6.5.1 TiCDC Synchronization Latency Optimization

Note:
This topic has been translated from a Chinese forum by GPT and might contain errors.

Original topic: 6.5.1 ticdc 同步延迟优化

| username: Vincent_Wang

[TiDB Usage Environment] Production Environment
[TiDB Version] v6.5.1
[Reproduction Path] What operations were performed when the issue occurred
[Encountered Issue: Problem Phenomenon and Impact]
ticdc delay is more than 1 second. Previously, when using version 6.5 for testing, the delay was mostly within seconds. Now the delay has increased, and it is believed to be caused by the delay in changefeed resolved ts, as the resolved ts is also more than 1 second. The main time consumption is in changefeed resolved ts.
[Resource Configuration]
24 ticdc servers, previously 12, changed to 24 but the delay is still more than 1 second.
changefeed worker-num was previously 24, changed to 48, but the delay is still more than 1 second.

–changefeed configuration

Synchronize tables without indexes

force-replicate = true
[filter]

Ignore transactions with specified start_ts

ignore-txn-start-ts = [1, 2]

Filter rules

Filter rule syntax: 表库过滤 | PingCAP 文档中心

rules = [‘xxxxx.*’]

[mounter]

Number of mounter threads, used to decode data output from TiKV

worker-num = 48
[sink]

–changefeed creation statement
tiup cdc cli changefeed create --pd=http://192.168.xx.xx:2379 --sink-uri=“mysql://xx:xx@192.168.xx.xx:4000/?worker-count=32&max-txn-row=5000&transaction-atomicity=none” --changefeed-id=“mysql-xx” --config=/opt/soft/scale/changefeed_xx.toml

[Attachment: Screenshot/Log/Monitoring]

| username: Meditator | Original post link

  1. Is there a large table (with high TPS) in the upstream TiDB?
  2. TiCDC schedules tasks to processors based on table dimensions. If a certain table has a high TPS and the TiCDC server is non-differentiated, multiple TiCDC servers cannot solve the issue.
| username: Vincent_Wang | Original post link

Yes, with high TPS on large tables, how should this be handled? The parameter transaction-atomicity=none indicates that single-table transactions will be split. This parameter has already been added, how can it be made faster?

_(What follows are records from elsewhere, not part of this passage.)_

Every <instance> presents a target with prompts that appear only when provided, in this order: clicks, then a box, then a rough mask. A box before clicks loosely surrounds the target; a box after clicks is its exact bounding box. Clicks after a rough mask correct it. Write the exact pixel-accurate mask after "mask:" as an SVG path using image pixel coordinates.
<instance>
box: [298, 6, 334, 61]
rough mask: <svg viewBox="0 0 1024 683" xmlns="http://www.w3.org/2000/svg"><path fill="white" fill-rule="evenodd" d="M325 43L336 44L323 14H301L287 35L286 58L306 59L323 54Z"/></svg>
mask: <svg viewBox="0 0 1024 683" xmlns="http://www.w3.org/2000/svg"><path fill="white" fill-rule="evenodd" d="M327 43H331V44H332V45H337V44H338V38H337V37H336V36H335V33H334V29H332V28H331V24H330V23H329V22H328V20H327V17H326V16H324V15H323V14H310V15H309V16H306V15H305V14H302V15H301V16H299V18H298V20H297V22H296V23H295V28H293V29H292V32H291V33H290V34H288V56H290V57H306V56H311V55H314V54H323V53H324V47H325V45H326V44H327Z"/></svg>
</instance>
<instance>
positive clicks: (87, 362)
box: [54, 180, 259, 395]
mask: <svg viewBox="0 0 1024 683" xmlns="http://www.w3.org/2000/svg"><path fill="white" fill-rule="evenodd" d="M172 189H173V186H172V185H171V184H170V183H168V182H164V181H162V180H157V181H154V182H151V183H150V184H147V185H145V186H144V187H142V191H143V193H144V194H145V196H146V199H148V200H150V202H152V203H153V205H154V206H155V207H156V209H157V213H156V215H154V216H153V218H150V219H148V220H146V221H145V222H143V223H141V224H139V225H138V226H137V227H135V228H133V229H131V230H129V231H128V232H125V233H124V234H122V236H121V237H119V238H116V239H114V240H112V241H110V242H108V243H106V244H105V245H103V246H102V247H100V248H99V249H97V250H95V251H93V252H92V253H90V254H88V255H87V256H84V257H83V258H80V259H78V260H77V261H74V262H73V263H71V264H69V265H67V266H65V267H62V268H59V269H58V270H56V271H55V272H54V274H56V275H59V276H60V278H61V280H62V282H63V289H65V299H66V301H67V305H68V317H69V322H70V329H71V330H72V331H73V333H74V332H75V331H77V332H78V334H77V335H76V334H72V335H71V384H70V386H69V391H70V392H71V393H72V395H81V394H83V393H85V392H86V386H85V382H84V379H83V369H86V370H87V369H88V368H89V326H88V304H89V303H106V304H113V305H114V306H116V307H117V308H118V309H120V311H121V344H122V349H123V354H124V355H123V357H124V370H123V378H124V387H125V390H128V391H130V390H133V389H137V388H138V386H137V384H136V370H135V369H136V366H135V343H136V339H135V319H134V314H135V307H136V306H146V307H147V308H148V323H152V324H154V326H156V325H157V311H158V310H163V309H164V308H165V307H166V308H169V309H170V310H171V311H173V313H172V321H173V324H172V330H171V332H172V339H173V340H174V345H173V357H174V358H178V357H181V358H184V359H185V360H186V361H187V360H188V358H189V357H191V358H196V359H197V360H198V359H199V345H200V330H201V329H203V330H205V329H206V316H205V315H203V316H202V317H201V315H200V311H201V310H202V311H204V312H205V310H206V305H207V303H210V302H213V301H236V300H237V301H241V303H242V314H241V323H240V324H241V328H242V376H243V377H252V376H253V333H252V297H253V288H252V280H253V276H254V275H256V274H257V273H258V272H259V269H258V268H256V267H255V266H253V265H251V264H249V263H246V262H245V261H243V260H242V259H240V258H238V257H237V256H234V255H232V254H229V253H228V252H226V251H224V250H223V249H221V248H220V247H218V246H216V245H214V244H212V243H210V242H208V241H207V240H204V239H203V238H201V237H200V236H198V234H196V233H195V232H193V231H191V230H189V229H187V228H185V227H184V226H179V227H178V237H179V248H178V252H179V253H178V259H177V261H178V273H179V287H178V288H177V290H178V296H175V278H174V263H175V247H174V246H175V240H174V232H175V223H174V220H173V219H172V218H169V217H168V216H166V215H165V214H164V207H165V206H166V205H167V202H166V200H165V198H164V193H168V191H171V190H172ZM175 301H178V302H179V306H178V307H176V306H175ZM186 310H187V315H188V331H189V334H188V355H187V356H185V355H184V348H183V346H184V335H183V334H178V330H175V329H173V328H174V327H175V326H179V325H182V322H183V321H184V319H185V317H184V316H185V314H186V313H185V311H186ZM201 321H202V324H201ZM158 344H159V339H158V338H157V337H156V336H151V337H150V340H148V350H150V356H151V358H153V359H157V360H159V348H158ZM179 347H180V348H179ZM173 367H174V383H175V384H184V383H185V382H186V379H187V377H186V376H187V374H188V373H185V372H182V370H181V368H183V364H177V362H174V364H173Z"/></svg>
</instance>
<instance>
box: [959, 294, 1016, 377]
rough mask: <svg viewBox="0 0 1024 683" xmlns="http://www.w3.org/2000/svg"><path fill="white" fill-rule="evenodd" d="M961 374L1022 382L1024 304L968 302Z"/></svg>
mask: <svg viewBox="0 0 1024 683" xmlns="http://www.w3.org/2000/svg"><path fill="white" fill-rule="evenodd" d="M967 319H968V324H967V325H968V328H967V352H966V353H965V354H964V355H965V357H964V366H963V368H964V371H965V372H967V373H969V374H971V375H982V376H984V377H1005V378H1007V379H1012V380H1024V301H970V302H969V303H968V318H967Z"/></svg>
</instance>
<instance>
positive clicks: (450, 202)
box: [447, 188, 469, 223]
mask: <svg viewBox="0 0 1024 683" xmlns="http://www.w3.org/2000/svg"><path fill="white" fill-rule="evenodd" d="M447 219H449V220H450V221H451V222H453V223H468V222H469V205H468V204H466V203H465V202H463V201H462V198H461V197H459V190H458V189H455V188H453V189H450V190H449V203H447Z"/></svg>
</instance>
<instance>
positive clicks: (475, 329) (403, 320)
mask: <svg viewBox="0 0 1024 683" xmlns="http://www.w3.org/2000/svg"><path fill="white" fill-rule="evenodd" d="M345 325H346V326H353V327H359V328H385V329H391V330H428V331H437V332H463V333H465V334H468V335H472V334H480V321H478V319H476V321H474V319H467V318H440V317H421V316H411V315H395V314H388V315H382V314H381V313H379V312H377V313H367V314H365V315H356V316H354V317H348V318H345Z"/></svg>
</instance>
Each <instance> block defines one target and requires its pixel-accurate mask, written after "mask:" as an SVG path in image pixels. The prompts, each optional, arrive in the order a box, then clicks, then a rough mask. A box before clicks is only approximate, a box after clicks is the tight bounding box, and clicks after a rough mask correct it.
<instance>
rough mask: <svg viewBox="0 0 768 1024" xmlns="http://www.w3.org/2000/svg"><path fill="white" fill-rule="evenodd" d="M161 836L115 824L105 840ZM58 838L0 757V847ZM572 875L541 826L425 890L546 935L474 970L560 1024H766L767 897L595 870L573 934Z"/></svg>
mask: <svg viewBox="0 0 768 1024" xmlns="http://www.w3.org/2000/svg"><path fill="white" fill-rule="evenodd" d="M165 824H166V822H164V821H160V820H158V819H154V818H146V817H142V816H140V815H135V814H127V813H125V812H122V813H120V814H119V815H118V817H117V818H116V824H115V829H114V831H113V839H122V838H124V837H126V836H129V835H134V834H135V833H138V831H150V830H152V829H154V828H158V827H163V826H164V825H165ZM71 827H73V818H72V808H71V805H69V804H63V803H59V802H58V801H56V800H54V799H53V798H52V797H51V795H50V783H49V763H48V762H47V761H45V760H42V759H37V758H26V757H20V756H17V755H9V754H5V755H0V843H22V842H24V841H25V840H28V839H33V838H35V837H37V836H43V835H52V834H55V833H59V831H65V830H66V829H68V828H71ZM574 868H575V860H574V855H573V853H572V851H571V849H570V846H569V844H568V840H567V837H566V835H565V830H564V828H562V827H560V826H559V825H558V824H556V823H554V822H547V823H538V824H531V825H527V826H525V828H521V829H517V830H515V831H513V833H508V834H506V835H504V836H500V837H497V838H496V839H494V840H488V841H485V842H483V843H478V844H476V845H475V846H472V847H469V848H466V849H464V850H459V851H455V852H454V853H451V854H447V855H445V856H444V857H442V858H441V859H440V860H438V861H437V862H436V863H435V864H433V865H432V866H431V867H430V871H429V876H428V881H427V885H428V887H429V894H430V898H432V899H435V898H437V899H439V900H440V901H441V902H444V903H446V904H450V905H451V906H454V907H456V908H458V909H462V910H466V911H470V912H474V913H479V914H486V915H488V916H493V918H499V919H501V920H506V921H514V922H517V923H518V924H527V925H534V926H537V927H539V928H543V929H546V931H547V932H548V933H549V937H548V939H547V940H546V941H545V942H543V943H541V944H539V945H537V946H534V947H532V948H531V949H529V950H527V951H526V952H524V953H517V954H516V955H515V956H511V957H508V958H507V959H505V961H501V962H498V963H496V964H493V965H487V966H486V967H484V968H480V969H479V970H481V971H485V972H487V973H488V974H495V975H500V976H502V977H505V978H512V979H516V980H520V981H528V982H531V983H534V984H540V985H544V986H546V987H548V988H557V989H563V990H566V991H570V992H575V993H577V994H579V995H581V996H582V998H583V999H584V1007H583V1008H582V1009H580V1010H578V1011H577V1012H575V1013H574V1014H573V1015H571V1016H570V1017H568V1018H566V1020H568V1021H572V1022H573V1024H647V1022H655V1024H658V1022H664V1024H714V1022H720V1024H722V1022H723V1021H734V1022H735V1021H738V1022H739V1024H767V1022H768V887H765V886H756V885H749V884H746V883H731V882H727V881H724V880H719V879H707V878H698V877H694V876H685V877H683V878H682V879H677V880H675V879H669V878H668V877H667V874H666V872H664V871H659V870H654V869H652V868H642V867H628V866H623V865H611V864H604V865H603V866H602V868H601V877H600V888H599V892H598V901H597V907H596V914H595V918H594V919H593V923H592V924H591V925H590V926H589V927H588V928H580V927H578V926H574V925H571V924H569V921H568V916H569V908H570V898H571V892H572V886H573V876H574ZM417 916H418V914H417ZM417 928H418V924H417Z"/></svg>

| username: sdojjy | Original post link

TiKV has a configuration min_ts_interval that can adjust the frequency of resolved ts advancement, but it may affect the performance of CDC in the case of a large number of regions.

set config tikv `cdc.min_ts_interval`="200ms"

Additionally, you can check the “Slow Table” item in Grafana to see which module is introducing significant delays.